Phil Chisnall
- Chisnall in the early 1960s

Personal information
- Full name: John Philip Chisnall
- Date of birth: 27 October 1942
- Place of birth: Manchester, England
- Date of death: 4 March 2021 (aged 78)
- Height: 5 ft 8 in (1.73 m)
- Position: Forward

Senior career*
- Years: Team / Apps / (Gls)
- 1959–1964: Manchester United / 35 / (8)
- 1964–1967: Liverpool / 6 / (1)
- 1967–1971: Southend United / 142 / (28)
- 1971–1972: Stockport County / 30 / (2)
- Total:  / 213 / (39)

International career
- 1964: England U23 / 1 / (0)

= Phil Chisnall =

English association footballer (1942–2021)

John Philip Chisnall (27 October 1942 – 4 March 2021) was an English professional footballer, who played as an inside forward for 13 seasons. He played for Manchester United, Liverpool, Southend United and Stockport County from 1959 to 1972. He was noted for being the last player to have been transferred directly between Manchester United and Liverpool at the time of his death. In the space of twelve months, Chisnall played under three key managers – Matt Busby at Manchester United, Bill Shankly at Liverpool, and Alf Ramsey for the England under-23 team.

==Early life==
Chisnall was born in Manchester on 27 October 1942. He played schools football for both Lancashire and England. Growing up a fan of Manchester United, he signed for the club as an apprentice in April 1958, two months after the Munich air disaster. He suffered a knee injury that almost jeopardised his career but eventually recovered. He subsequently turned professional in November 1959.

==Professional career==
===Manchester United===
Chisnall made his debut for the United first team under Matt Busby in December 1961, at the age of 19, playing against Everton. He played in nine straight games and scored his first goal during a 2–0 victory in the Manchester derby at Maine Road. He spent the following season primarily with the reserve team to develop his skills. Chisnall was given the number 8 shirt at the start of the 1963–64 season, displacing Albert Quixall. He went on to form a strike partnership with Ian Moir and David Sadler, both of whom had also been recently promoted. His performance resulted in his being called up to the England under-23 team in November 1963. He made one appearance for the England squad, a 4–2 win over Germany at Anfield. Alf Ramsey said at the time that Chisnall was "probably the best passer of a ball in the country". However, he fell out of favour from the club starting lineup towards the latter part of 1963–64. He played a total of 47 times for the club, scoring 10 goals.

===Liverpool===
Chisnall was subsequently transferred to Liverpool in April 1964 for a fee of £25,000. He recounted how Busby informed him of the offer but assured him that there was no compulsion for him to leave.
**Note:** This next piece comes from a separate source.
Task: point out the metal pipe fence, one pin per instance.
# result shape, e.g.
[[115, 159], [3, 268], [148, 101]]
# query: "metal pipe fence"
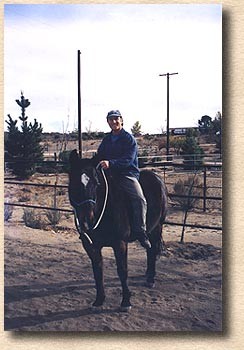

Chisnall observed how his transfer was helped by the close friendship between Busby and Bill Shankly, which he compared to brothers, as well as father and son. He said in 2007 "there was nothing like the [[Liverpool F.C.–Manchester United F.C. rivalry|intensity between [Liverpool] and United]] that now exists". He was the last player to be transferred directly between the two clubs at the time of his death. Chisnall made his debut, four months after signing, at the 1964 FA Charity Shield as a substitute. He scored his first goal for the club two days later in the team's first ever European Cup game in a win at KR Reykjavik on 17 August 1964. He proceeded to be the first player to touch the ball on Match of the Day, against Arsenal on the first day of the 1964–65 season. He played his final game for Liverpool in the first leg of the 1965–66 European Cup Winners' Cup semi-final against Celtic. Chisnall ultimately scored two goals in nine appearances with the team.

===Later career===
Chisnall moved to Southend United for £14,000 in 1967. This was the most expensive transfer fee paid by Southend until it signed Bill Garner two years later. Chisnall appeared in 161 games and scored 32 goals in his four seasons with the club. He finished his career with Stockport County, playing one season with them in 1971–72. He made 30 league appearances for the team and scored two goals.

==Later life==
After retiring from football, Chisnall settled down in Urmston. He operated two betting shops, before becoming a factory processor in Trafford Park and working at a malt loaf bakery. His grandson played as a winger for United's academy team around 2007. Chisnall expressed his displeasure at the manner in which the attempted transfer of Gabriel Heinze from Manchester United to Liverpool unfolded in the summer of 2007. He reflected how during his playing career, "you signed a contract, stayed loyal to your club until it was finished and regarded your wife as your agent. But there's no loyalty in football nowadays; players just leg it if they're unhappy."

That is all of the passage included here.